Le attestazioni dell’inizio delle attività commerciali fenicie in età arcaica, presso il Korakodes limen, si collocano in un periodo in cui i gruppi indigeni mostrano un’organizzazione sociale caratterizzata da una certa complessità, con una logica insediativa strettamente legata non solo allo sfruttamento delle risorse del territorio, ma anche alla possibilità d’approdo e ai traffici ad esse legati.
 
 
LE FASI PUNICA E ROMANA
 
La frequentazione del Sinis settentrionale a partire dal VI sec. è ricostruibile soprattutto grazie agli importanti dati di scavo dell’insediamento di S’Urachi-Su Padrigheddu. L’antropizzazione in età punica si intensifica nel IV-III sec. a. C., quando si assiste ad un profondo cambiamento nel sistema insediativo, con il diffondersi nel territorio di siti rurali di piccole e medie dimensioni e vengono rioccupate preesistenti strutture nuragiche (Tore e Stiglitz 1987). Nel porto di Su Pallosu sopravvivono i vecchi mercati, ma se ne inseriscono anche di nuovi e viene attivato il nuovo circuito con la Magna Grecia; lo scalo non è più proiettato esclusivamente verso i traffici transmarini, ma diventa un luogo dove Cartagine intrattiene importanti rapporti multiculturali.
 
Durante il IV-III sec. a. C., le testimonianze subacquee diventano sempre più evidenti: a mezzo miglio a nord dell’isolotto di Sa Tonnara, nel 1989 fu individuato il cosiddetto 'relitto delle macine' (Salvi 2006), caratterizzato dalla presenza di macine di ignimbrite di produzione locale e anfore puniche del tipo Ramòn Torres 5.2.3.I, E1 - classificazione di Bartoloni (Ramon Torres 1995: 199, nn. 186-192), di produzione cartaginese (Bartoloni 1988: 56, fig. 12), contenenti vetro grezzo. Nel corso delle prospezioni sono stati raggiunti importanti risultati grazie al recupero di una grossa quantità di materiale di epoca punica: frammenti di piatti e coppe, lucerne, fondi e orli di anfore puniche di produzione sarda e cartaginese. 
 
A sud di Sa Tonnara, in particolare, è stata individuata un’area di dispersione di frammenti anforacei di anfore della tipologia Ramòn Torres 5.2.3.I. Questi contenitori venivano prodotti a Cartagine e la quantità di derrate che potevano contenere si aggirava intorno ai 25 litri. La forma è caratteristica, il contenitore è privo di spalla, con l’orlo che si innesta quasi perpendicolarmente alle pareti della pancia rettilinea; la parte finale si conclude con un umbone. La tipologia delle anfore è la stessa del 'relitto delle macine'. La presenza più consistente è rappresentata dalle anfore del tipo Bartoloni D7, che ha un enorme diffusione nella seconda metà del IV sec. a.C. E’ una produzione sarda che si differenzia per la linea del corpo 'a sacco' e per la totale assenza del collo. L’orlo si presenta gonfio, le anse sono impostate sulla parte bassa della spalla, le pareti della pancia sono quasi rettilinee, il fondo termina con un umbone distinto (Bartoloni 1988: 50, fig. 10). 
 
Sempre nel corso del IV sec. a. C appaiono le prime anfore greco-italiche (Benoit 1954) , prodotte in Magna Grecia e Sicilia, cui si associano numerosi frammenti di ceramica da mensa e a vernice nera di produzione italica che sostituisce quella attica. In questo periodo la presenza punica nel Sinis settentrionale raggiunge la massima vivacità, e gli insediamenti si distinguono per un’organizzazione territoriale capillare volta a ottimizzare lo sfruttamento agricolo (Stiglitz 1998).

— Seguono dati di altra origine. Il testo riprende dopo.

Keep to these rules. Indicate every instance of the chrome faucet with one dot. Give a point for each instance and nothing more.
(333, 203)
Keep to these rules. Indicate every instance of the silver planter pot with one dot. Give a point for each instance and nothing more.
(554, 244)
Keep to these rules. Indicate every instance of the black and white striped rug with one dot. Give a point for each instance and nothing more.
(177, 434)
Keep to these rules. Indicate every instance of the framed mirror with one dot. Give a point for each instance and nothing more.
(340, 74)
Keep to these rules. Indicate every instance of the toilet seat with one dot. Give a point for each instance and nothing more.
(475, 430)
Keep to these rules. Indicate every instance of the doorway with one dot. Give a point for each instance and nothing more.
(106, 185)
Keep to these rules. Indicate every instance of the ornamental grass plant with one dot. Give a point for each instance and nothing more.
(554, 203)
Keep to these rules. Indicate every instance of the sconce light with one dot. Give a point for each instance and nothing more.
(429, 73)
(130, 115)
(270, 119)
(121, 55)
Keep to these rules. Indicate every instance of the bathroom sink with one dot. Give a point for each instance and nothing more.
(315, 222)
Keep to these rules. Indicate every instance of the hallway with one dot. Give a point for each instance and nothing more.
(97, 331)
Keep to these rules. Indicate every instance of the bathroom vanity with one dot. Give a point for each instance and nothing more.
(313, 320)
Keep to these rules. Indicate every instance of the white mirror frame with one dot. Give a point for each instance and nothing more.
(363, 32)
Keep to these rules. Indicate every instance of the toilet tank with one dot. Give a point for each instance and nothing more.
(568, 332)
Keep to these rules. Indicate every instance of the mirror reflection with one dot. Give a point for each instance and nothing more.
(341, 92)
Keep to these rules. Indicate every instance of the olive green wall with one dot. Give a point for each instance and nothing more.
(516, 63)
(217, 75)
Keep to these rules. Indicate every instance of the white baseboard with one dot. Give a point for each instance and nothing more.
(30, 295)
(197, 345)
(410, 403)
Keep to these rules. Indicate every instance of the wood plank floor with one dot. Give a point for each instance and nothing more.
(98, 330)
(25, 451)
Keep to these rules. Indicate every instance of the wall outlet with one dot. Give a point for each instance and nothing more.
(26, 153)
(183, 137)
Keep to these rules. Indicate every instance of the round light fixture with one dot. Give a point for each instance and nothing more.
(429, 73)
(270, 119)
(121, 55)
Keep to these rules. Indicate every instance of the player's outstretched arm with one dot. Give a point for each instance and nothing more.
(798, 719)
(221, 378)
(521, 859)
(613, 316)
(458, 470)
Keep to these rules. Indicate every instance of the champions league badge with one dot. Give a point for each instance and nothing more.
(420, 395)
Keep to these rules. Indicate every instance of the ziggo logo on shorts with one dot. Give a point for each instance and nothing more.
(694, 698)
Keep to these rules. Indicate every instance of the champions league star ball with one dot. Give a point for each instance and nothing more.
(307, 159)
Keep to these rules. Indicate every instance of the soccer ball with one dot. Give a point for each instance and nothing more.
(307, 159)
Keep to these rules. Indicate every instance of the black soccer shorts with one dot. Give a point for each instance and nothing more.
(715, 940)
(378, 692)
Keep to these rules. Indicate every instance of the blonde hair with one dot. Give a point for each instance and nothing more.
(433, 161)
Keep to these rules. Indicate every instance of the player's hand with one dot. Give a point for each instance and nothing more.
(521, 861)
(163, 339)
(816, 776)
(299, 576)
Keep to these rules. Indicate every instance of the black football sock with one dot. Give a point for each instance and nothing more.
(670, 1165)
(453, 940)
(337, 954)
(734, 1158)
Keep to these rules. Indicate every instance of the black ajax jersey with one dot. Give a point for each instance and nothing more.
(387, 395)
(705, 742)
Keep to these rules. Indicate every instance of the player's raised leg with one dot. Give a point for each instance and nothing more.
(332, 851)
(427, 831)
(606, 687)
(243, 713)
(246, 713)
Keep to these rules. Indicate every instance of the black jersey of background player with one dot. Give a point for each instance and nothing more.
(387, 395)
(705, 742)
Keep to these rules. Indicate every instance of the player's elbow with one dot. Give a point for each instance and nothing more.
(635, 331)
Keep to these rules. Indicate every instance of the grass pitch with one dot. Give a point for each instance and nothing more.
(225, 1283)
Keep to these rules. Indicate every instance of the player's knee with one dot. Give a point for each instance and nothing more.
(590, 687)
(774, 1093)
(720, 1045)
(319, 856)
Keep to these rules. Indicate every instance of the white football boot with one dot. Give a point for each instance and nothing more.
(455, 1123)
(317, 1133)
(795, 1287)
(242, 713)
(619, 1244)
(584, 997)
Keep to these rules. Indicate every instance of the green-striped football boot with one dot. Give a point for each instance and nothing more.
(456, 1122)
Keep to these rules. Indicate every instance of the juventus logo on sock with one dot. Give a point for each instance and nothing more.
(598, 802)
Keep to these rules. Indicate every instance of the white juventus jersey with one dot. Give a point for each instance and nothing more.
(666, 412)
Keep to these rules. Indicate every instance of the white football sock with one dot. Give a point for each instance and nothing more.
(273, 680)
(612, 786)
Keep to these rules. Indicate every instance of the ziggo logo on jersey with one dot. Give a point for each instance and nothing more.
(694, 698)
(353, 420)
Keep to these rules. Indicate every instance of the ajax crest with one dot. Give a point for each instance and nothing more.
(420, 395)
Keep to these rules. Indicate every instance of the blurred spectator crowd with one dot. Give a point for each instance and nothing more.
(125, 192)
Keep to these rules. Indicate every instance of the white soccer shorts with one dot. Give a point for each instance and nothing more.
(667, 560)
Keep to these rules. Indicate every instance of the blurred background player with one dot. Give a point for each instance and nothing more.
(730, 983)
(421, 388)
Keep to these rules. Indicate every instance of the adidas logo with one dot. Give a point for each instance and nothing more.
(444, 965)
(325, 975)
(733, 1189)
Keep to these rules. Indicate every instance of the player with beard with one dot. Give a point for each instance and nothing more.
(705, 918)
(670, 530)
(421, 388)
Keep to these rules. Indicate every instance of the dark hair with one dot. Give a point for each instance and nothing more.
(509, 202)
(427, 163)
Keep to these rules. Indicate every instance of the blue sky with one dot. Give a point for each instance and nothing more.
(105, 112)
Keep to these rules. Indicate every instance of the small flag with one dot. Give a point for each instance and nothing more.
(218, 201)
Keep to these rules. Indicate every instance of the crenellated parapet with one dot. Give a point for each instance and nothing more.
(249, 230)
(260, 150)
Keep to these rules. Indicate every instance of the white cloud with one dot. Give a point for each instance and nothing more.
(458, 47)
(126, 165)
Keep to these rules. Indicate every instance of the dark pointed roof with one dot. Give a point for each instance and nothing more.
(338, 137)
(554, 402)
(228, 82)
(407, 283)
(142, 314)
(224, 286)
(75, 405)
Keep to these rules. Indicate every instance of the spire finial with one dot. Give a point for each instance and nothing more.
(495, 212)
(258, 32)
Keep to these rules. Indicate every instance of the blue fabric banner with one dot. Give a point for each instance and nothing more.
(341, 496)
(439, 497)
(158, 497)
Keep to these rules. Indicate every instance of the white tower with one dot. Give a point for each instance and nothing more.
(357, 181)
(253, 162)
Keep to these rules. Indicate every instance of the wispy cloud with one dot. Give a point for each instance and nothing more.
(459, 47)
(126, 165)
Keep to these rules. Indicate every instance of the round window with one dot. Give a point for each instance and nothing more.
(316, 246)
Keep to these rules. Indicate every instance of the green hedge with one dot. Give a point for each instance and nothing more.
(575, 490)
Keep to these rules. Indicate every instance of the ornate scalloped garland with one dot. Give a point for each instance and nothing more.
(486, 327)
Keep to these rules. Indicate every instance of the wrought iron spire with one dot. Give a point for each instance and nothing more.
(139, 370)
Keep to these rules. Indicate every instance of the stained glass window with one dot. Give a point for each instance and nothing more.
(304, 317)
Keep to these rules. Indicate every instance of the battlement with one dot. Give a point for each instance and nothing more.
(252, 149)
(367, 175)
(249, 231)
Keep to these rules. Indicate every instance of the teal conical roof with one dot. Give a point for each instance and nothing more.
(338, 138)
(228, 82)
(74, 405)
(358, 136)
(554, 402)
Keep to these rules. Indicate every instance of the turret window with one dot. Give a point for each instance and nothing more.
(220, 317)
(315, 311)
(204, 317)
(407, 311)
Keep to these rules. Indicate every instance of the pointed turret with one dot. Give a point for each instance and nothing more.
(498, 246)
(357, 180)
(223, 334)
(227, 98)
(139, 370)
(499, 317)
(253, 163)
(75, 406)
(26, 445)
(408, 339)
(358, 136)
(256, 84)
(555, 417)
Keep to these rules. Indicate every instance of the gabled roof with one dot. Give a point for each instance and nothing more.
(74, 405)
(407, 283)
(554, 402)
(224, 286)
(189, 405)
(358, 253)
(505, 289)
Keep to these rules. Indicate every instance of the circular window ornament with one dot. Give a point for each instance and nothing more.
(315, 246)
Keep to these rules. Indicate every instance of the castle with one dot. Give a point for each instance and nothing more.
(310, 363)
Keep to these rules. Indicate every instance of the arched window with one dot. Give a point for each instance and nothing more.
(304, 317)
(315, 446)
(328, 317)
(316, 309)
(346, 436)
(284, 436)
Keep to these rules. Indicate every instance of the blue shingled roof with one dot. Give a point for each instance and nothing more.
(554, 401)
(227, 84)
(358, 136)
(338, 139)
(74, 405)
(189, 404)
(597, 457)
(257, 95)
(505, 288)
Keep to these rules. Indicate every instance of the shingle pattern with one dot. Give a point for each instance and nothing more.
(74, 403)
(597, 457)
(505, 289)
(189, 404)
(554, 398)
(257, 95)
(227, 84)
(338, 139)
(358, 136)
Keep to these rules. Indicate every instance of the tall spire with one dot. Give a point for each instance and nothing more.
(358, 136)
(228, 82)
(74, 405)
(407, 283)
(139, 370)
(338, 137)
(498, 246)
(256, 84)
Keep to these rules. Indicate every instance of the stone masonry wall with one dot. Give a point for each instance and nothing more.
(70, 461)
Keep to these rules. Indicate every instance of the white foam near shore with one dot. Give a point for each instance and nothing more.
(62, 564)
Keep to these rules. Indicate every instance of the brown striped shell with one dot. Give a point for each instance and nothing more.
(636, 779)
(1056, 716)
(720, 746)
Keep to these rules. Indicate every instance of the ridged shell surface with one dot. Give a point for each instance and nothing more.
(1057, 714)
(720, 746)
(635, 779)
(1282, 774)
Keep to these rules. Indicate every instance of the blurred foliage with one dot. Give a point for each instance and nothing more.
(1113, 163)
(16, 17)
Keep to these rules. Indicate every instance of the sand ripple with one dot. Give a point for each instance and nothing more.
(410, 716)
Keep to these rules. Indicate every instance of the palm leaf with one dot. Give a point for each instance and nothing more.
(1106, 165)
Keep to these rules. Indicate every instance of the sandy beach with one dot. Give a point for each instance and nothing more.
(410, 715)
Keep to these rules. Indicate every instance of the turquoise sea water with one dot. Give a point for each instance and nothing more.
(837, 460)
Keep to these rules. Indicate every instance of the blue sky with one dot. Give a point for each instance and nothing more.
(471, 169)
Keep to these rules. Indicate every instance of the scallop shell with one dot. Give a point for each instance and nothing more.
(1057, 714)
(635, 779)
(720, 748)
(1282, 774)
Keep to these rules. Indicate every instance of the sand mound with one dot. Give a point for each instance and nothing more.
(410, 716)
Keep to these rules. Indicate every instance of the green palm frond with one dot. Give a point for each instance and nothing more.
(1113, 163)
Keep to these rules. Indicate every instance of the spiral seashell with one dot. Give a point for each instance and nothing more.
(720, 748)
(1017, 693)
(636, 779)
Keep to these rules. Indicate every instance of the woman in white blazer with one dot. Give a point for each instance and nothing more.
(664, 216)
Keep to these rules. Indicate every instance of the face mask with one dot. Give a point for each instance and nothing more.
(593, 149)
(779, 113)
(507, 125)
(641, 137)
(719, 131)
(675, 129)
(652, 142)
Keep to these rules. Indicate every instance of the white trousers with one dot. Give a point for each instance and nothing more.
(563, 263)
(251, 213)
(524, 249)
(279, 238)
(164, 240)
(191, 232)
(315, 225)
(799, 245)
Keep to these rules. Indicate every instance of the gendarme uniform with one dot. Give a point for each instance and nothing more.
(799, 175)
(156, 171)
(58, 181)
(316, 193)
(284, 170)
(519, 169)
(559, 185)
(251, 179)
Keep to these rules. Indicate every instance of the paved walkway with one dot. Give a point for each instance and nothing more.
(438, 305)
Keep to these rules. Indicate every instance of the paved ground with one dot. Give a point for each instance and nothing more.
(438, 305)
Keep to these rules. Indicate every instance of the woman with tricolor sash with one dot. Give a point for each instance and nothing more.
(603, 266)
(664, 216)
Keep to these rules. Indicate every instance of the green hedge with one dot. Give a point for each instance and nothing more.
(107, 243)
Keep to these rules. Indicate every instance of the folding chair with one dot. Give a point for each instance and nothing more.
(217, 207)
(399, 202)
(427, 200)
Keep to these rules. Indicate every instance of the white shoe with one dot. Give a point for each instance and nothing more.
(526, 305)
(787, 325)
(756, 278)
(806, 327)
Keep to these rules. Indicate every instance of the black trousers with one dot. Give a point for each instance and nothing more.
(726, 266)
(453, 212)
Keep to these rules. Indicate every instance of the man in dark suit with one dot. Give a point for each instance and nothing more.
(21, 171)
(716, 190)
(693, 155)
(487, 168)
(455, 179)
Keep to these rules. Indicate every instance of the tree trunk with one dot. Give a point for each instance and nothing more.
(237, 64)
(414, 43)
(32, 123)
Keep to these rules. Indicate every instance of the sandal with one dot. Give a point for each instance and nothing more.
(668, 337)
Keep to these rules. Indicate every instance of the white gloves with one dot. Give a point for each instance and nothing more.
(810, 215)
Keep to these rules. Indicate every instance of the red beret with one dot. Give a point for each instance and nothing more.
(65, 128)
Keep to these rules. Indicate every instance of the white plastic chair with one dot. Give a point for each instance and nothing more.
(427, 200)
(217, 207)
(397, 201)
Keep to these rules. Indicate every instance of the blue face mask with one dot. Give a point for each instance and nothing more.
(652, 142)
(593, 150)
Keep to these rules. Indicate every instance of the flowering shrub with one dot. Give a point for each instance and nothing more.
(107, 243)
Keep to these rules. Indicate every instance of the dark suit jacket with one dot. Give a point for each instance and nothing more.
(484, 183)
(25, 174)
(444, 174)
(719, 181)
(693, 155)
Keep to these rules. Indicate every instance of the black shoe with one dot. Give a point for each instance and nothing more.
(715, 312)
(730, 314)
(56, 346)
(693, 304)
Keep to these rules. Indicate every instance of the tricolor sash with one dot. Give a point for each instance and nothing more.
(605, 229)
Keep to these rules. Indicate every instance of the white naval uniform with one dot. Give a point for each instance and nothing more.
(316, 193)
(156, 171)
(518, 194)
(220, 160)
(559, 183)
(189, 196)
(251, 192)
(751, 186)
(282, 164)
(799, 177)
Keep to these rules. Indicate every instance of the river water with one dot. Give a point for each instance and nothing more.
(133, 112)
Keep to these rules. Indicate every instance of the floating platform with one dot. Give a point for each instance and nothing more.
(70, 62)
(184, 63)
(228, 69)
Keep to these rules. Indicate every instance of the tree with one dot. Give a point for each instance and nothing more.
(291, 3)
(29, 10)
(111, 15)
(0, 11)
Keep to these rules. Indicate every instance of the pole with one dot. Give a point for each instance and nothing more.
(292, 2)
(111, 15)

La documentazione più ampia rinvenuta durante le prospezioni riguarda proprio le anfore greco-italiche dei tipi MGS IV e MGS V (Vandermersch 1994: 76), con orlo a sezione triangolare e tesa pressoché orizzontale, che verranno sostituite nel II secolo a. C. dalle Dressel 1 e dalla ceramica Campana A, che rappresenta il fossile guida per lo studio dell’inizio della romanizzazione e ci consente di riscontrare un quadro insediativo speculare a quello del secolo precedente, con continuità di vita nei villaggi punici, almeno fino al I sec. d. C. (Van Dommelen 2003).
 
Cronologicamente, la diffusione delle anfore Dressel 1 caratterizza un periodo che va dalla seconda metà del II a.C. alla prima età augustea; le ragioni di questa longevità sono da ricercare nel vino in esse contenuto, prodotto nell’Italia centrale interna, di largo consumo e a basso prezzo (Tchrenia 1986). Peraltro, questi contenitori avevano maggiore capacità (circa 22 litri) e resistenza rispetto alle anfore greco italiche. Nello specchio d’acqua antistante l’isolotto di Sa Tonnara sono stati rinvenuti numerosi frammenti della variante 1B, il che potrebbe indicare la presenza di un relitto o di un aleggio, cioè una situazione in cui materiali sul fondale sono il risultato di uno scarico intenzionale effettuato da un’imbarcazione in pericolo, allo scopo di alleggerire il peso del carico (Beltrame 1998: 144-145).
 
Durante l'età romana, i materiali indicano che la frequentazione e le attività nel Korakodes portus si intensificano. Nell’area costiera sono state identificare tre necropoli: la prima è ubicata tra gli stagni di Sa Salina Manna e Sa Marigosa, nel sito di San Lorenzo; la sua frequentazione inizia durante la fine dell’età repubblicana e dura almeno fino al VI sec. d. C. (Zucca 2003: 293). Un altro gruppo di sepolture, di età imperiale e tardo-antica, si trovava sulle dune di Su Pallosu, una terza a Putzu Idu, riferibile ad un insediamento che inizia dall’età repubblicana e perdura sino all’alto medioevo (Tore e Stiglitz 1987: 646; Zucca 2003: 293). Infine, alle spalle del moderno abitato costiero di Sa Rocca Tunda, in località Is Aieddus, è localizzato un edificio in opus caementicium, interpretato come villa costiera legata allo scalo portuale e ai suoi traffici (Stiglitz 2006: 71).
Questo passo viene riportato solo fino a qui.